Hamas has so far refrained from accepting Iran’s terms, fearing a backlash from its largely anti-Shi’ite constituency. Even though a Hamas delegation visited Iran earlier this year for the 37th anniversary of the Islamic revolution, none of the participants were top-level leaders.

Hamas has told Hezbollah that it demands an official apology for Aruj’s comments, which Iran has so far refused to issue, the Hamas official told Breitbart Jerusalem.

Breitbart Jerusalem reported last month that Hamas’ military wing has called for stronger ties with Iran following the Turkish-Israeli rapprochement.

Although Hamas congratulated Turkey for its efforts to alleviate Israel’s siege of the Hamas-controlled Gaza Strip, the movement came to realize that it would lead to no major changes on the ground, a Hamas source said.

Only restoring strategic ties with Iran, the source said, will allow Hamas to rearm and replenish its coffers. This view is shared by the Gaza leadership of Hamas, who are less exposed to pressure from other Arab countries that has led the leadership abroad to reject Iranian overtures, the source added.

“The external leadership will struggle to last very long, because Arab pressure is not backed up with cash,” he said. “And in any event, the Arab countries back Egypt’s efforts to restore Palestinian Authority control over Gaza.”

“The Turks are very proud that large amounts of humanitarian aid enter the Strip, but that’s an internal Turkish issue because that happens already on a daily basis,” he said.

What we need is a fundamental change that would guarantee rebuilding and alleviate people’s feeling of imprisonment, and these two things aren’t included in the deal.
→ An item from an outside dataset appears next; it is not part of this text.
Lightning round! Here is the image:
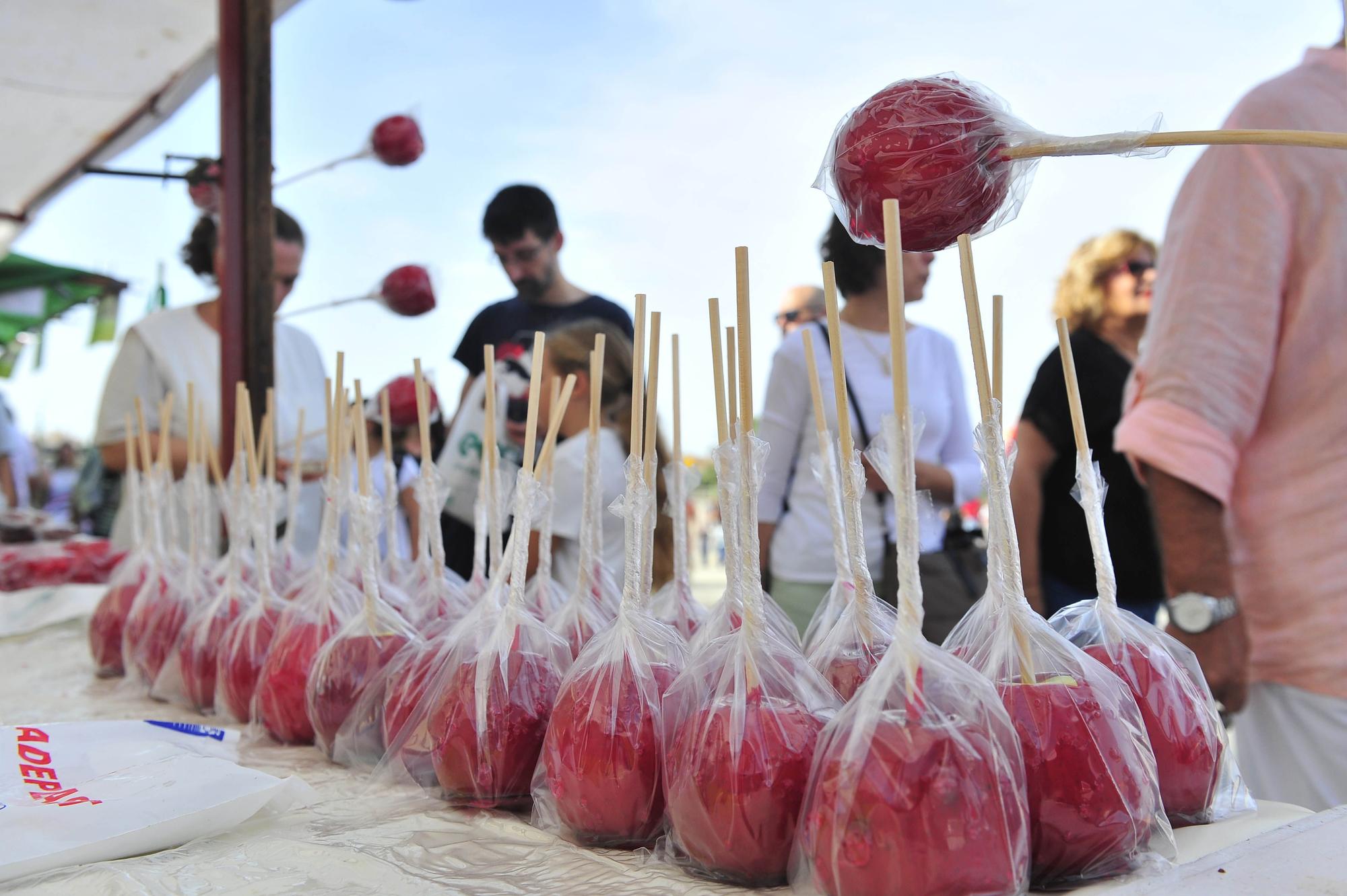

There’s no road map to rebuilding Gaza, and no mention of maritime passage or a seaport.

If the proponents of the deal fail to back it up by a massive cash influx, the opponents will get the upper hand and push for closer ties with Iran – including the far-reaching domestic, diplomatic, and regional ramifications they may bear, especially setting Hamas on a collision course with Israel.